Le Cameroun entame une page nouvelle dans la gestion de sa filière énergétique avec une révision majeure de la gouvernance de la Société nationale de raffinage (Sonara). Après des années sous le régime de l’accord controversé Parras 24, les autorités camerounaises ont choisi de privilégier un modèle associant davantage l’État dans le pilotage de cette structure clé.
Cette décision s’inscrit dans une volonté affirmée de renforcer la souveraineté nationale sur un secteur aussi stratégique que celui du raffinage de produits pétroliers. L’abandon progressif du partenariat privé exclusif marque un tournant dans la stratégie énergétique du pays, avec des implications majeures pour l’économie locale et la stabilité des approvisionnements.
Pourquoi le Cameroun tourne la page du modèle Parras 24
Le contrat Parras 24, qui régissait jusqu’ici le fonctionnement de la Sonara, a révélé des limites structurelles. Malgré des investissements privés conséquents, les résultats n’ont pas répondu aux attentes en termes de performance opérationnelle et de rentabilité. Les autorités camerounaises ont ainsi jugé nécessaire de revoir en profondeur le cadre de gestion de la raffinerie.
- Manque de flexibilité : le modèle Parras 24 imposait des contraintes rigides, limitant la capacité d’adaptation de la Sonara aux fluctuations du marché.
- Dépendance excessive : la dépendance envers des partenaires privés a parfois conduit à des déséquilibres dans la répartition des risques et des bénéfices.

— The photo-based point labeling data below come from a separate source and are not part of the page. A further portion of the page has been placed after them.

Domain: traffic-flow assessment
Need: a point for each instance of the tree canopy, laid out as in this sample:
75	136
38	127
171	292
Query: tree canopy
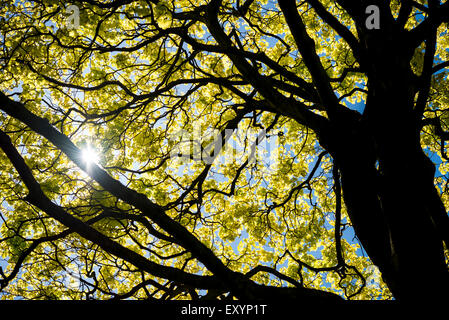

- Priorité à la souveraineté : l’État camerounais souhaite désormais reprendre le contrôle partiel de la raffinerie pour mieux aligner sa production sur les besoins nationaux.
Cette réorientation stratégique vise également à sécuriser l’approvisionnement énergétique du pays, alors que les tensions géopolitiques et les variations des prix internationaux du pétrole rendent le secteur plus que jamais imprévisible.
Un partenariat public renforcé pour la Sonara
Le gouvernement camerounais mise désormais sur une collaboration accrue avec le secteur public pour moderniser et optimiser les performances de la Sonara. Ce nouveau modèle, encore en phase de finalisation, prévoit une implication directe de l’État dans la gestion opérationnelle et financière de la raffinerie.
Les objectifs affichés sont multiples :
- Améliorer l’efficacité de la production pour répondre à la demande intérieure en carburants.
- Réduire les coûts de fonctionnement grâce à une meilleure maîtrise des processus industriels.
- Renforcer la transparence et la redevabilité dans la gestion des ressources publiques.
Cette transition s’accompagne d’investissements publics ciblés, destinés à moderniser les infrastructures de la Sonara et à former les équipes locales pour une gestion autonome et performante.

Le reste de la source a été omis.